All of lore.kernel.org
 help / color / mirror / Atom feed
From: Geliang Tang <geliang.tang@suse.com>
To: Alexei Starovoitov <ast@kernel.org>
Cc: Geliang Tang <geliang.tang@suse.com>,
	bpf@vger.kernel.org, netdev@vger.kernel.org,
	mptcp@lists.linux.dev, apparmor@lists.ubuntu.com,
	linux-security-module@vger.kernel.org, selinux@vger.kernel.org,
	linux-kselftest@vger.kernel.org
Subject: [RFC bpf-next v5] bpf: Force to MPTCP
Date: Tue, 18 Jul 2023 23:21:02 +0800	[thread overview]
Message-ID: <3076188eb88cca9151a2d12b50ba1e870b11ce09.1689693294.git.geliang.tang@suse.com> (raw)

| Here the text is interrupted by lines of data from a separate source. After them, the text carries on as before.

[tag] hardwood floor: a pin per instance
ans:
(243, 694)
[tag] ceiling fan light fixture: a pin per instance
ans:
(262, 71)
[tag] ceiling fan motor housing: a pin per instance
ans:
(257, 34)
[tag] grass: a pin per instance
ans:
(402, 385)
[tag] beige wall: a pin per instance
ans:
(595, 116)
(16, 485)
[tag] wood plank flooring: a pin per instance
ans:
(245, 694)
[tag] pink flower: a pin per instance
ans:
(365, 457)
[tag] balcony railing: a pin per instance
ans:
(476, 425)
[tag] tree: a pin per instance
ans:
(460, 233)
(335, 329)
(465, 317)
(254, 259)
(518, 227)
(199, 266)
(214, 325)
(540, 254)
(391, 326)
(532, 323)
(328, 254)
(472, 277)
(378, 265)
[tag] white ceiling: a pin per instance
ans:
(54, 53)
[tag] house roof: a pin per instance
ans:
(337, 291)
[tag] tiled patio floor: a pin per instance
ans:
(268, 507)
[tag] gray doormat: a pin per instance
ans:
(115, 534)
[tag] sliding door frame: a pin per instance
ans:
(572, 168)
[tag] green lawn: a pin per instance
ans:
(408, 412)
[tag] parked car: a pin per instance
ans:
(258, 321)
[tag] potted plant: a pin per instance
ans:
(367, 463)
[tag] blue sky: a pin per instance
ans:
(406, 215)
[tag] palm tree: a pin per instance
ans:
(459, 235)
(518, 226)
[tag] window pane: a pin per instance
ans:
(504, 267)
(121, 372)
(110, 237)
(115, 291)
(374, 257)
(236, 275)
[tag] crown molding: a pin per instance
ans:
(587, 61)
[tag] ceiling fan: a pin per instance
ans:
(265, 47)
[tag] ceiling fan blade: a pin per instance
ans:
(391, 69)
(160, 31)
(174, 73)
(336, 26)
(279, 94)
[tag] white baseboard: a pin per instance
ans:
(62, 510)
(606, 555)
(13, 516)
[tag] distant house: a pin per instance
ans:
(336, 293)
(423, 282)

As is described in the "How to use MPTCP?" section in MPTCP wiki [1]:

"Your app can create sockets with IPPROTO_MPTCP as the proto:
( socket(AF_INET, SOCK_STREAM, IPPROTO_MPTCP); ). Legacy apps can be
forced to create and use MPTCP sockets instead of TCP ones via the
mptcpize command bundled with the mptcpd daemon."

But the mptcpize (LD_PRELOAD technique) command has some limitations
[2]:

 - it doesn't work if the application is not using libc (e.g. GoLang
apps)
 - in some envs, it might not be easy to set env vars / change the way
apps are launched, e.g. on Android
 - mptcpize needs to be launched with all apps that want MPTCP: we could
have more control from BPF to enable MPTCP only for some apps or all the
ones of a netns or a cgroup, etc.
 - it is not in BPF, we cannot talk about it at netdev conf.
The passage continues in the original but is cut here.